Caminho para corte na Selic no 2º semestre

São Paulo – O Banco Central pode ter decepcionado agentes financeiros que esperavam uma sinalização clara de que o Comitê de Política Monetária (Copom) daria início ao ciclo de flexibilização da taxa básica em agosto, mas não necessariamente eliminou essa possibilidade, uma vez que atrelou as próximas decisões a dados, apontam economistas.
Ao manter a Selic em 13,75% ao ano na véspera, o Copom afirmou que a conjuntura demanda “paciência e serenidade” na condução da política monetária e citou que os passos futuros dependerão da evolução da dinâmica inflacionária, expectativas de inflação e o hiato do produto, entre outros fatores. “A conjuntura atual, caracterizada por um estágio do processo desinflacionário que tende a ser mais lento e por expectativas de inflação desancoradas, segue demandando cautela e parcimônia”, afirmou a autoridade monetária.

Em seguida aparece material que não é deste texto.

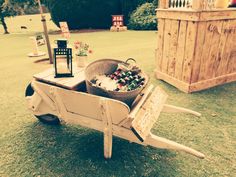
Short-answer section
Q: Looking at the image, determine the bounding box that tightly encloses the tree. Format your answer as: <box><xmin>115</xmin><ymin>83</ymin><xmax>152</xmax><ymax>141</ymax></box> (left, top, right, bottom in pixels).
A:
<box><xmin>0</xmin><ymin>0</ymin><xmax>15</xmax><ymax>34</ymax></box>
<box><xmin>0</xmin><ymin>0</ymin><xmax>36</xmax><ymax>34</ymax></box>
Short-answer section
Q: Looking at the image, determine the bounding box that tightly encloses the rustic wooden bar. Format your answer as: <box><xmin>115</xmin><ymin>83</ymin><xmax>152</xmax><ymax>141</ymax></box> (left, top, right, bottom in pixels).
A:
<box><xmin>155</xmin><ymin>1</ymin><xmax>236</xmax><ymax>93</ymax></box>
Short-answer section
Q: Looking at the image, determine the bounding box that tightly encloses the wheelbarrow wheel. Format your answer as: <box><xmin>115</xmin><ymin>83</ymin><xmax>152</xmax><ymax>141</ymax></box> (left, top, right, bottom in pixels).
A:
<box><xmin>25</xmin><ymin>84</ymin><xmax>60</xmax><ymax>125</ymax></box>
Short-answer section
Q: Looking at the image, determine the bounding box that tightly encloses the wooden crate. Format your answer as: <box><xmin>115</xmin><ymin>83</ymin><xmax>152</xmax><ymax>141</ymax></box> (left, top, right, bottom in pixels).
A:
<box><xmin>155</xmin><ymin>1</ymin><xmax>236</xmax><ymax>93</ymax></box>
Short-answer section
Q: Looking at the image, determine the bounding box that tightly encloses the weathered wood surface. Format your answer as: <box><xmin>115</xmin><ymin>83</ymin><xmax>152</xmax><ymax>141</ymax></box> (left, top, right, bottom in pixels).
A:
<box><xmin>131</xmin><ymin>87</ymin><xmax>167</xmax><ymax>141</ymax></box>
<box><xmin>157</xmin><ymin>9</ymin><xmax>236</xmax><ymax>22</ymax></box>
<box><xmin>26</xmin><ymin>80</ymin><xmax>204</xmax><ymax>158</ymax></box>
<box><xmin>156</xmin><ymin>9</ymin><xmax>236</xmax><ymax>93</ymax></box>
<box><xmin>33</xmin><ymin>65</ymin><xmax>85</xmax><ymax>90</ymax></box>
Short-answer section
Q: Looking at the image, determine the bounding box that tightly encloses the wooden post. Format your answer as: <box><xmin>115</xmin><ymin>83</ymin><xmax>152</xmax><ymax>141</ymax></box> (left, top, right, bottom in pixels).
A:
<box><xmin>192</xmin><ymin>0</ymin><xmax>204</xmax><ymax>10</ymax></box>
<box><xmin>159</xmin><ymin>0</ymin><xmax>169</xmax><ymax>9</ymax></box>
<box><xmin>38</xmin><ymin>0</ymin><xmax>53</xmax><ymax>64</ymax></box>
<box><xmin>100</xmin><ymin>98</ymin><xmax>112</xmax><ymax>159</ymax></box>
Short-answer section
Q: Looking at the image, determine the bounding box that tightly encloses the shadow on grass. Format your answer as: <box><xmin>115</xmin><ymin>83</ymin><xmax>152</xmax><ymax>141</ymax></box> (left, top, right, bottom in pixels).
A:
<box><xmin>20</xmin><ymin>123</ymin><xmax>178</xmax><ymax>176</ymax></box>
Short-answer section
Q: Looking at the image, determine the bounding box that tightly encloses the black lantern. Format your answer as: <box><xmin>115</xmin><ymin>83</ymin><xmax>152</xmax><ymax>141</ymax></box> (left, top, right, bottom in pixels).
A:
<box><xmin>54</xmin><ymin>42</ymin><xmax>73</xmax><ymax>78</ymax></box>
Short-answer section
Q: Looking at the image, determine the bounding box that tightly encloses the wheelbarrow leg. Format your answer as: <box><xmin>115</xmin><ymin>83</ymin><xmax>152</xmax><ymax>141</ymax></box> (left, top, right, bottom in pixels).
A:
<box><xmin>144</xmin><ymin>133</ymin><xmax>205</xmax><ymax>159</ymax></box>
<box><xmin>100</xmin><ymin>99</ymin><xmax>112</xmax><ymax>159</ymax></box>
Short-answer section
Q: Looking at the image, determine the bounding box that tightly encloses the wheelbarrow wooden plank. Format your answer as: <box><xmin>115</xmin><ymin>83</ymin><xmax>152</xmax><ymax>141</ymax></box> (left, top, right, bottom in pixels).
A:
<box><xmin>131</xmin><ymin>87</ymin><xmax>168</xmax><ymax>142</ymax></box>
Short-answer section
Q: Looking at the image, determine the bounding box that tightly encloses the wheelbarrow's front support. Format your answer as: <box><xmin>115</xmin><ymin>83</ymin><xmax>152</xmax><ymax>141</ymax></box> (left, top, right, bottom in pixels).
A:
<box><xmin>26</xmin><ymin>81</ymin><xmax>204</xmax><ymax>158</ymax></box>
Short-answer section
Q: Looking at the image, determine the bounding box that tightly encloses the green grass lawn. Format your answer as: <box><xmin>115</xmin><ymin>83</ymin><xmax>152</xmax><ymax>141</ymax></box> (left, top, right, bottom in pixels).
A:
<box><xmin>0</xmin><ymin>14</ymin><xmax>236</xmax><ymax>177</ymax></box>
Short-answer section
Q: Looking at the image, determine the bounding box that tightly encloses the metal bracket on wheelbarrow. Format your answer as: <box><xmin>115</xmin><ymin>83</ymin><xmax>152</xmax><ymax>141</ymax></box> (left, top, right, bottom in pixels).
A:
<box><xmin>26</xmin><ymin>67</ymin><xmax>204</xmax><ymax>158</ymax></box>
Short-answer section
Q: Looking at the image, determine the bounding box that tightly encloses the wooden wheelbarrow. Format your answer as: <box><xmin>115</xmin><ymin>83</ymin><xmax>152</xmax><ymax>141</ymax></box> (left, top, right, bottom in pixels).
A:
<box><xmin>26</xmin><ymin>69</ymin><xmax>204</xmax><ymax>158</ymax></box>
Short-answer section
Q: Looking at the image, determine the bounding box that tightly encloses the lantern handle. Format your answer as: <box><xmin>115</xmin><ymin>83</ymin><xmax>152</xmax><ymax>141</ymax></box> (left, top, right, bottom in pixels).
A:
<box><xmin>125</xmin><ymin>58</ymin><xmax>137</xmax><ymax>64</ymax></box>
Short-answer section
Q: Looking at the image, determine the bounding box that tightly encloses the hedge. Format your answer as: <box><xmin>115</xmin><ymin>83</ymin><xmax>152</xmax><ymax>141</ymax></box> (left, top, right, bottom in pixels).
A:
<box><xmin>48</xmin><ymin>0</ymin><xmax>121</xmax><ymax>30</ymax></box>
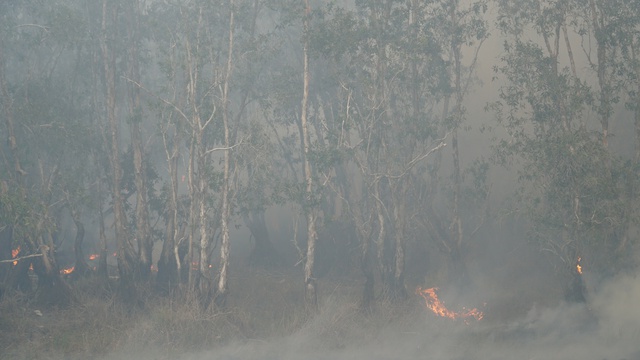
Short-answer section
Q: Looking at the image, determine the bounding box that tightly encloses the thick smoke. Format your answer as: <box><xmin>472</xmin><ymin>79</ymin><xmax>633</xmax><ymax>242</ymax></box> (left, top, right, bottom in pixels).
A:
<box><xmin>99</xmin><ymin>275</ymin><xmax>640</xmax><ymax>360</ymax></box>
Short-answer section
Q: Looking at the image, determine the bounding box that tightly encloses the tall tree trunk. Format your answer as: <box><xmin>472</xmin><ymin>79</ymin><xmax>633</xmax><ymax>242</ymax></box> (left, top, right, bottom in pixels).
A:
<box><xmin>127</xmin><ymin>0</ymin><xmax>153</xmax><ymax>281</ymax></box>
<box><xmin>243</xmin><ymin>209</ymin><xmax>280</xmax><ymax>267</ymax></box>
<box><xmin>300</xmin><ymin>0</ymin><xmax>318</xmax><ymax>309</ymax></box>
<box><xmin>100</xmin><ymin>0</ymin><xmax>135</xmax><ymax>301</ymax></box>
<box><xmin>156</xmin><ymin>124</ymin><xmax>181</xmax><ymax>290</ymax></box>
<box><xmin>215</xmin><ymin>0</ymin><xmax>235</xmax><ymax>306</ymax></box>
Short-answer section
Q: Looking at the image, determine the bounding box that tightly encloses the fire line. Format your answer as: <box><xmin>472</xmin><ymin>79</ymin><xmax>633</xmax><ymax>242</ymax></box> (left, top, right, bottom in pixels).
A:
<box><xmin>416</xmin><ymin>287</ymin><xmax>484</xmax><ymax>322</ymax></box>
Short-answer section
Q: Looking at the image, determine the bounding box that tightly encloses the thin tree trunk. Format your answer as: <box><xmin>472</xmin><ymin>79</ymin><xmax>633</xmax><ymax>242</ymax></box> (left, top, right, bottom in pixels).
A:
<box><xmin>100</xmin><ymin>0</ymin><xmax>134</xmax><ymax>301</ymax></box>
<box><xmin>215</xmin><ymin>0</ymin><xmax>235</xmax><ymax>306</ymax></box>
<box><xmin>128</xmin><ymin>0</ymin><xmax>153</xmax><ymax>281</ymax></box>
<box><xmin>300</xmin><ymin>0</ymin><xmax>318</xmax><ymax>309</ymax></box>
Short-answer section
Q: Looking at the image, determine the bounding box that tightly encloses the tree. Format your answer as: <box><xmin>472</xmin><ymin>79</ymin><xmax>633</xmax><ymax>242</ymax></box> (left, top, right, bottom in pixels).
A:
<box><xmin>493</xmin><ymin>1</ymin><xmax>634</xmax><ymax>299</ymax></box>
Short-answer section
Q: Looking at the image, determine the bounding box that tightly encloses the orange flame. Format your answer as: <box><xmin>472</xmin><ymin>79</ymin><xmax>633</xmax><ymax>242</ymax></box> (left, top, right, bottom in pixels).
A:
<box><xmin>416</xmin><ymin>287</ymin><xmax>484</xmax><ymax>322</ymax></box>
<box><xmin>60</xmin><ymin>266</ymin><xmax>76</xmax><ymax>275</ymax></box>
<box><xmin>11</xmin><ymin>246</ymin><xmax>20</xmax><ymax>266</ymax></box>
<box><xmin>576</xmin><ymin>257</ymin><xmax>582</xmax><ymax>275</ymax></box>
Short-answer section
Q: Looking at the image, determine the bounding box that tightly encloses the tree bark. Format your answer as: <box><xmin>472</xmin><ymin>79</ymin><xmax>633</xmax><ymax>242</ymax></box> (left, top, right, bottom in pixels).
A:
<box><xmin>100</xmin><ymin>0</ymin><xmax>135</xmax><ymax>301</ymax></box>
<box><xmin>127</xmin><ymin>0</ymin><xmax>153</xmax><ymax>281</ymax></box>
<box><xmin>300</xmin><ymin>0</ymin><xmax>318</xmax><ymax>310</ymax></box>
<box><xmin>215</xmin><ymin>0</ymin><xmax>235</xmax><ymax>307</ymax></box>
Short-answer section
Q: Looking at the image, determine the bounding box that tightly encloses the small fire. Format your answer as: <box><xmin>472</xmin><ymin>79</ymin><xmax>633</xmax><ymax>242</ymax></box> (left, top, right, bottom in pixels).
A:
<box><xmin>416</xmin><ymin>287</ymin><xmax>484</xmax><ymax>322</ymax></box>
<box><xmin>11</xmin><ymin>246</ymin><xmax>20</xmax><ymax>266</ymax></box>
<box><xmin>576</xmin><ymin>257</ymin><xmax>582</xmax><ymax>275</ymax></box>
<box><xmin>60</xmin><ymin>266</ymin><xmax>76</xmax><ymax>275</ymax></box>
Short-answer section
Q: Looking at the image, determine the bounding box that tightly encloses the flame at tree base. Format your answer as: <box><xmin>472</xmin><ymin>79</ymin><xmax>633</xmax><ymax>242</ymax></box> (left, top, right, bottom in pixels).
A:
<box><xmin>416</xmin><ymin>287</ymin><xmax>484</xmax><ymax>322</ymax></box>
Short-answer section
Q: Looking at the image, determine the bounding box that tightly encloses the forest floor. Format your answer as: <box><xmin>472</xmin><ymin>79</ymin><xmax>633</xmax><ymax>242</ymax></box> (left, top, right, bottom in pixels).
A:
<box><xmin>0</xmin><ymin>262</ymin><xmax>640</xmax><ymax>360</ymax></box>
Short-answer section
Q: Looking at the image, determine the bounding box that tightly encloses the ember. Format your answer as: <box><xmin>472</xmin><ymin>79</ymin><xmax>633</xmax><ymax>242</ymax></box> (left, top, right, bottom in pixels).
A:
<box><xmin>11</xmin><ymin>246</ymin><xmax>20</xmax><ymax>266</ymax></box>
<box><xmin>416</xmin><ymin>287</ymin><xmax>484</xmax><ymax>322</ymax></box>
<box><xmin>576</xmin><ymin>257</ymin><xmax>582</xmax><ymax>275</ymax></box>
<box><xmin>60</xmin><ymin>266</ymin><xmax>76</xmax><ymax>275</ymax></box>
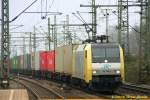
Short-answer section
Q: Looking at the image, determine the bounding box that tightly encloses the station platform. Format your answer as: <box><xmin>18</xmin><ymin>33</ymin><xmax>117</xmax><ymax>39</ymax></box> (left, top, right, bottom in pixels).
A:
<box><xmin>0</xmin><ymin>89</ymin><xmax>29</xmax><ymax>100</ymax></box>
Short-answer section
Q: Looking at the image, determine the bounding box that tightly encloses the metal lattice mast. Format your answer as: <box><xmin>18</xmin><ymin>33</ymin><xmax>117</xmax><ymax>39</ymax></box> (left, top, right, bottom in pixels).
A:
<box><xmin>139</xmin><ymin>0</ymin><xmax>150</xmax><ymax>82</ymax></box>
<box><xmin>1</xmin><ymin>0</ymin><xmax>10</xmax><ymax>86</ymax></box>
<box><xmin>118</xmin><ymin>0</ymin><xmax>130</xmax><ymax>54</ymax></box>
<box><xmin>92</xmin><ymin>0</ymin><xmax>97</xmax><ymax>37</ymax></box>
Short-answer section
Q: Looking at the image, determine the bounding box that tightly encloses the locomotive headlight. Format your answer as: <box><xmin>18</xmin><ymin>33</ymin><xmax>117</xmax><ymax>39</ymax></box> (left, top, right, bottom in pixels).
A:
<box><xmin>116</xmin><ymin>70</ymin><xmax>120</xmax><ymax>74</ymax></box>
<box><xmin>93</xmin><ymin>71</ymin><xmax>96</xmax><ymax>74</ymax></box>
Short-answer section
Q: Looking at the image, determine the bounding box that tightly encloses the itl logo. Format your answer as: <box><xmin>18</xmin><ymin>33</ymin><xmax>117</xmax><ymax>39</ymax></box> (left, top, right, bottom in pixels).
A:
<box><xmin>102</xmin><ymin>64</ymin><xmax>111</xmax><ymax>72</ymax></box>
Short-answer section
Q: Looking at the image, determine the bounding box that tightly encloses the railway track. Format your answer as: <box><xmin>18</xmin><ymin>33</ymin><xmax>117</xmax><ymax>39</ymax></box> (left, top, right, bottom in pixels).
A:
<box><xmin>14</xmin><ymin>75</ymin><xmax>115</xmax><ymax>99</ymax></box>
<box><xmin>14</xmin><ymin>77</ymin><xmax>64</xmax><ymax>100</ymax></box>
<box><xmin>120</xmin><ymin>83</ymin><xmax>150</xmax><ymax>96</ymax></box>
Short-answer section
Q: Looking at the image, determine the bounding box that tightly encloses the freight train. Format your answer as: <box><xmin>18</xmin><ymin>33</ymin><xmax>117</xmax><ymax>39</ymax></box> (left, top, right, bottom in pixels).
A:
<box><xmin>11</xmin><ymin>43</ymin><xmax>124</xmax><ymax>91</ymax></box>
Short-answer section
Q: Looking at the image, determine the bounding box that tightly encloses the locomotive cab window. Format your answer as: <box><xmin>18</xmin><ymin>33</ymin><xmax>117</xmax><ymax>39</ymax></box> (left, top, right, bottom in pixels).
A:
<box><xmin>92</xmin><ymin>45</ymin><xmax>120</xmax><ymax>63</ymax></box>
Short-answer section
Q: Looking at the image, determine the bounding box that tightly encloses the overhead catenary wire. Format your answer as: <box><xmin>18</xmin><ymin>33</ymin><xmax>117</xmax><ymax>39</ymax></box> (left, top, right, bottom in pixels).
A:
<box><xmin>10</xmin><ymin>0</ymin><xmax>38</xmax><ymax>22</ymax></box>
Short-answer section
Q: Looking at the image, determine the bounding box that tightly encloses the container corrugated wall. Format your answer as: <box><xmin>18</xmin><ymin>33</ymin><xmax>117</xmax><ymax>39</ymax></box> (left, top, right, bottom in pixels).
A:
<box><xmin>40</xmin><ymin>51</ymin><xmax>47</xmax><ymax>71</ymax></box>
<box><xmin>20</xmin><ymin>55</ymin><xmax>24</xmax><ymax>69</ymax></box>
<box><xmin>12</xmin><ymin>57</ymin><xmax>17</xmax><ymax>69</ymax></box>
<box><xmin>55</xmin><ymin>45</ymin><xmax>73</xmax><ymax>74</ymax></box>
<box><xmin>17</xmin><ymin>56</ymin><xmax>21</xmax><ymax>69</ymax></box>
<box><xmin>46</xmin><ymin>51</ymin><xmax>55</xmax><ymax>72</ymax></box>
<box><xmin>31</xmin><ymin>52</ymin><xmax>35</xmax><ymax>70</ymax></box>
<box><xmin>27</xmin><ymin>54</ymin><xmax>31</xmax><ymax>70</ymax></box>
<box><xmin>35</xmin><ymin>52</ymin><xmax>40</xmax><ymax>70</ymax></box>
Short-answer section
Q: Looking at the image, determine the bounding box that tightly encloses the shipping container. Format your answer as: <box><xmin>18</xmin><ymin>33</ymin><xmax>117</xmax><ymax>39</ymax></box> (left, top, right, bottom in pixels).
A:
<box><xmin>17</xmin><ymin>56</ymin><xmax>21</xmax><ymax>69</ymax></box>
<box><xmin>26</xmin><ymin>54</ymin><xmax>31</xmax><ymax>70</ymax></box>
<box><xmin>20</xmin><ymin>55</ymin><xmax>24</xmax><ymax>69</ymax></box>
<box><xmin>55</xmin><ymin>45</ymin><xmax>73</xmax><ymax>75</ymax></box>
<box><xmin>46</xmin><ymin>51</ymin><xmax>55</xmax><ymax>72</ymax></box>
<box><xmin>11</xmin><ymin>56</ymin><xmax>17</xmax><ymax>69</ymax></box>
<box><xmin>40</xmin><ymin>51</ymin><xmax>47</xmax><ymax>71</ymax></box>
<box><xmin>35</xmin><ymin>52</ymin><xmax>40</xmax><ymax>70</ymax></box>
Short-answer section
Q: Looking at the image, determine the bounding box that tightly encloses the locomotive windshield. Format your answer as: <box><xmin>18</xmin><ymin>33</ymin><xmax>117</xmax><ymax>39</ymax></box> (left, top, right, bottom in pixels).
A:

O Copom ainda acrescentou que “conduzirá a política monetária necessária para o cumprimento das metas e avalia que a estratégia de manutenção da taxa básica de juros por período prolongado tem se mostrado adequada para assegurar a convergência da inflação”.
Para o economista-chefe da XP, Caio Megale, o Copom ter mencionado alguma melhora nas perspectivas de inflação “abre as portas para um possível corte na próxima reunião”. Em paralelo, acrescentou, a visão de que o cenário continua exigindo cautela e parcimônia significa que o primeiro corte não será agressivo.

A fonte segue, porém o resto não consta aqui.